No smart working per eludere il Green Pass: legittimità della sospensione dell’insegnante dal lavoro

Il giudice di merito ha accertato che il docente non può richiedere di fare lezione in DAD (didattica a distanza) trattandosi di una modalità di esecuzione della prestazione in presenza) di determinati presupposti (lockdown e soggetti in quarantena, contagiati o positivi) per cui consentire al datore di lavoro di individuare i lavoratori da adibire al lavoro agile sulla base del mancato possesso della certificazione verde COVID-19 significa null’altro che eludere l’obbligo di legge.

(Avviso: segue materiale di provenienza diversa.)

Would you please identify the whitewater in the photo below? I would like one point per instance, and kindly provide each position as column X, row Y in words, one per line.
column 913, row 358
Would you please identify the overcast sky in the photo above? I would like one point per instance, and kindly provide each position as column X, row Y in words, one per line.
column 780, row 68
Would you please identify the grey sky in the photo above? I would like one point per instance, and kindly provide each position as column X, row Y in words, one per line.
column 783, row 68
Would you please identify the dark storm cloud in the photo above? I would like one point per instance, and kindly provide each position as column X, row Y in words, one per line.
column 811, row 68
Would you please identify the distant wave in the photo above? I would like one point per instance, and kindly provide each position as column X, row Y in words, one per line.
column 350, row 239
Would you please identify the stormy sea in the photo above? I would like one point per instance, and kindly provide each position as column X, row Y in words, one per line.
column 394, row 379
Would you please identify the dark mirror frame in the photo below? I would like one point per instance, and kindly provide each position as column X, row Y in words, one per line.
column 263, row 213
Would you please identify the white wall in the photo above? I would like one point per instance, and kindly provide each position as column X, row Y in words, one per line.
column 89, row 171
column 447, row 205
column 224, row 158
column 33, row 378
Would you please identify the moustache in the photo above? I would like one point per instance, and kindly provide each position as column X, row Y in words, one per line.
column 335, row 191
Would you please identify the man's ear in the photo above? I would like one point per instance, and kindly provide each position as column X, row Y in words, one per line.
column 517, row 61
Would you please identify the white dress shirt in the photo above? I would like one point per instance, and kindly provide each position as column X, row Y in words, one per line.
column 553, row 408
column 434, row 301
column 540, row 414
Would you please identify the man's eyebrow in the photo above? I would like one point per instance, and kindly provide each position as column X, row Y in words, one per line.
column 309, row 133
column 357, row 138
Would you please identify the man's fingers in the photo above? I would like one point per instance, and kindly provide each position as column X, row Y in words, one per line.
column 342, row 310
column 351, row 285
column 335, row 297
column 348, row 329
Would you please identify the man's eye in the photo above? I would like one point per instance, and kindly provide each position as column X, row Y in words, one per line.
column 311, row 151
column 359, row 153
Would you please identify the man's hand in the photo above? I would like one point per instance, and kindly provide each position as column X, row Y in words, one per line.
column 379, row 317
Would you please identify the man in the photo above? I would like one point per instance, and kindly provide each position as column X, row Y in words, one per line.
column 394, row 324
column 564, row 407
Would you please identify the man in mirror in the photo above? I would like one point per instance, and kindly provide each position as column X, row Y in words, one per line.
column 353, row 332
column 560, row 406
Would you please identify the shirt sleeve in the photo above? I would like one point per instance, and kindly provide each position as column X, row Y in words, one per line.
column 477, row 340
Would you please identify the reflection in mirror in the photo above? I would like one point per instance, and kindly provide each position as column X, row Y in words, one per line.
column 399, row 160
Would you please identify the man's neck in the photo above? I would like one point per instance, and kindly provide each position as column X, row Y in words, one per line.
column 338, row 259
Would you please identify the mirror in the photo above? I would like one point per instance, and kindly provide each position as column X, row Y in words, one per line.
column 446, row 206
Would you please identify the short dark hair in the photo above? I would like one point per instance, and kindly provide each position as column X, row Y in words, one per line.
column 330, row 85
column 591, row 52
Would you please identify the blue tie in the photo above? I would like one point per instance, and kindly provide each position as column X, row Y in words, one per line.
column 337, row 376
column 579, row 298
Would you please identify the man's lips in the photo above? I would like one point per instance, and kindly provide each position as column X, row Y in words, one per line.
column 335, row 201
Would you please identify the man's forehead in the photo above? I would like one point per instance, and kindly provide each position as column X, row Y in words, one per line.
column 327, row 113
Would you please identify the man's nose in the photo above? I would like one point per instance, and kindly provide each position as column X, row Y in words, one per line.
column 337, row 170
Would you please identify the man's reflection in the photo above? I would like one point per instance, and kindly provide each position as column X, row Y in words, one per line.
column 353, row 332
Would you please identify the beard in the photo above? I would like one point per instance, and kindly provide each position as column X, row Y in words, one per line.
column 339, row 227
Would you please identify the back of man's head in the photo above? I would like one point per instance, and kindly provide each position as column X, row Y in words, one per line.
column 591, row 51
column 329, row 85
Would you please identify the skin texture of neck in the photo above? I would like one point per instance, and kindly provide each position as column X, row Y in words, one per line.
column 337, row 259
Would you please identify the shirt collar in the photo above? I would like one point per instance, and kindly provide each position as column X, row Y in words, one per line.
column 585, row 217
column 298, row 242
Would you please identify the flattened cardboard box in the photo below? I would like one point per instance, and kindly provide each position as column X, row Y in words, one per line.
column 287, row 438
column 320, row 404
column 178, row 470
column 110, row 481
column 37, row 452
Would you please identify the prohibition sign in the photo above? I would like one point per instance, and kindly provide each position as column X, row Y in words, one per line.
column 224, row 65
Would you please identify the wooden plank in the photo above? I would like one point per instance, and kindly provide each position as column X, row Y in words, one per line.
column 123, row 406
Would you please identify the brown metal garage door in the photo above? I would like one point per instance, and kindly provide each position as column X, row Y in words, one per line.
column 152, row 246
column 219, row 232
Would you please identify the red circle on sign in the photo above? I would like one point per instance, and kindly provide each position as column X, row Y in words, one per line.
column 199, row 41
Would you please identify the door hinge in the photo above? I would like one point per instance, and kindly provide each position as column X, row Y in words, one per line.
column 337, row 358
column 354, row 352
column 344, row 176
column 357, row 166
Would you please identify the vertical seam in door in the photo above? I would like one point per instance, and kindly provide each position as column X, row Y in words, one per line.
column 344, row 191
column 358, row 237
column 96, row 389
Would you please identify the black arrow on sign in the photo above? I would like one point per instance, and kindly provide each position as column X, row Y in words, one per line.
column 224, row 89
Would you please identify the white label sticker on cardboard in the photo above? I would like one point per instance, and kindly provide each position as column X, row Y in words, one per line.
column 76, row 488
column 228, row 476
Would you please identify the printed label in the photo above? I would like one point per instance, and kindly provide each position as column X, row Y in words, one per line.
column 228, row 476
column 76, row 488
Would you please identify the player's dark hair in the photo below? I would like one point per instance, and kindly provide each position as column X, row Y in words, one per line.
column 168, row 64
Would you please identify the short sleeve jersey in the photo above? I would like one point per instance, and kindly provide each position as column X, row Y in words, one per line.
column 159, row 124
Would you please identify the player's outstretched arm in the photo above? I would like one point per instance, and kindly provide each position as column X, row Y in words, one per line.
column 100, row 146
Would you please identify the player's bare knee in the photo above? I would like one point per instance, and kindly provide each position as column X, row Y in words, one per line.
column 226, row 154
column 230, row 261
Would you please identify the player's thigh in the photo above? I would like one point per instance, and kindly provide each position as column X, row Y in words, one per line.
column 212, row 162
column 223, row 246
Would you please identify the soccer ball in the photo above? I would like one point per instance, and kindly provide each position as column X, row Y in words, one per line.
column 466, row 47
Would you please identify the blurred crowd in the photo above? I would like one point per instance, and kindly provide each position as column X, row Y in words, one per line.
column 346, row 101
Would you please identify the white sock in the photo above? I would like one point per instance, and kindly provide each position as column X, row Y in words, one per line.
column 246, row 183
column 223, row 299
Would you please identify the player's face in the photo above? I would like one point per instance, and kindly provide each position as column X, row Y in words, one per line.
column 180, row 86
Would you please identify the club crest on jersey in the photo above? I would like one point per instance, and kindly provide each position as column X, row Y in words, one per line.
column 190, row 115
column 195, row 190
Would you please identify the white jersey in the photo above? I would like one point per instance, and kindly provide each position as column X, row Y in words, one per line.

Il Green Pass, in sintonia con le indicazioni europee, viene altresì precisato nel provvedimento, è stato strutturato non come un meccanismo che determina una limitazione della libertà, bensì come uno strumento che, oltre a perseguire la meritevole finalità di incentivare e non imporre la vaccinazione, crea le condizioni in presenza delle quali determinati diritti, anche fondamentali, possano essere esercitati in sicurezza nel rispetto dei diritti altrui e del dovere di solidarietà, al fine di evitare situazioni che possano causare una diffusione del virus e costituisce una misura ragionevolmente idonea ad assicurare la ripresa di tutte quelle attività economiche e produttive che, in quanto espletate in condizioni di un più elevato rischio di contagiosità, avevano subito maggiori restrizioni durante le fasi iniziali dell’emergenza.

Tale obbligo, infatti, non contrasta con la libera determinazione della scelta dei trattamenti sanitari a cui sottoporsi, non prevedendo alcun obbligo generale di vaccino (Cfr. CEDU decisione del 7 ottobre 2021 su richiesta 41994/2021).